Pascal Stiens, Energy Consultant chez ENGIE Electrabel

Pascal Stiens, Energy Consultant chez ENGIE Electrabel

Bien sûr, qui dit gestion raisonnable de l’énergie, dit réduction maximale des coûts, mais ce n’est pas tout. Le grand défi consiste à savoir comment intégrer cette approche dans la réalité du supermarché contemporain.

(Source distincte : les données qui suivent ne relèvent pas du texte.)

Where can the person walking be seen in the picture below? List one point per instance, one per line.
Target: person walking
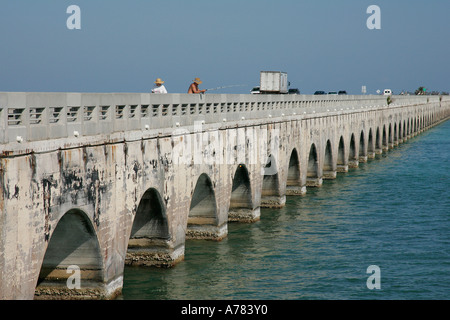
(193, 88)
(159, 87)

Comme ce fut le cas antérieurement dans d’autres secteurs – celui de la mode en tête -, l’accent au supermarché est de plus en plus mis sur les spots et l’éclairage accentué. Plutôt que de fixer l’attention sur le magasin, les produits occupent davantage une place centrale. Une caractéristique typiquement belge est de voir les supermarchés proposer de plus en plus de produits de luxe. Ceux-ci doivent être mis en valeur d’une manière distincte, entendez par là: par un éclairage adapté. Puisque l’éclairage est devenu un aspect de plus en plus important de l’expérience vécue en magasin, ce chapitre consacré à l’énergie doit être abordé d’une manière différente. Les préoccupations économiques ne peuvent nuire à l’impression du consommateur. Tous deux ne peuvent s’opposer. Mais la recherche d’un juste milieu est en l’occurrence le grand défi par excellence.

Le soleil pour allié
Sur le plan technologique, il existe un grand allié naturel. Il mesure 1393 millions de kilomètres de diamètre et compte de nombreuses années au compteur: le soleil. Les nombreuses études menées ne mentent pas. La lumière du jour a un effet bénéfique sur les gens qui travaillent à l’intérieur, ils dorment mieux, leur vitalité est supérieure à la moyenne et l’absentéisme est plus faible. Et plus important encore dans toute cette histoire: la lumière du jour est gratuite. On rencontre trop souvent des cas où l’on utilise une lumière artificielle alors qu’elle n’est pas indispensable. L’inconvénient, c’est de nouveau la difficulté de maintenir la même ambiance avec la météo changeante.

Poste d’économie
Bien sûr, il faut plus que le soleil et c’est là qu’apparaît le poste financier. “On ne se rend pas toujours compte de l’ampleur de la part qu’occupe l’éclairage dans la facture d’électricité totale d’un supermarché”, affirme Pascal Stiens, Energy Consultant chez ENGIE Electrabel. Les chiffres présentent des divergences considérables. De plus, ce qui est valable pour la grande distribution ne peut pas être projeté comme ça sur le cas spécifique d’un supermarché. S’il faut refroidir, par définition donc, cette part diminue. Oui, mais. Faut-il préciser que l’éclairage peut être un poste d’économie considérable? “Les situations peuvent bien sûr fortement diverger mais selon le cas, cela peut générer une économie de 25 à 75%”, affirme Stiens. “En fin de compte, il ne faut pas uniquement regarder la consommation en tant que telle, un éclairage adapté peut aussi très bien engendrer des frais d’entretien moins élevés.”

Le LED est la norme
Malgré tous les préjugés (injustes), l’ère du LED est un fait. Les chiffres varient mais un avantage de 30% par rapport au néon est plausible. D’autres exemples révèlent une économie encore plus rigoureuse. Ce qui a cependant contribué surtout au succès du LED, c’est le potentiel technique qui s’est de plus en plus élargi. Contrairement à jadis, on peut obtenir différentes sortes de lumière (chaude) avec le LED et la gradation avec variateur n’est plus un handicap. Et ce qui est pratique pour un supermarché: les rayons UV au-dessus d’un rayon frais entraînent une dégradation plus rapide des produits. Avec le LED, ce défaut est éradiqué. Mais comme on l’a dit, la technologie – aussi importante soit-elle – n’est qu’un des éléments de l’équation …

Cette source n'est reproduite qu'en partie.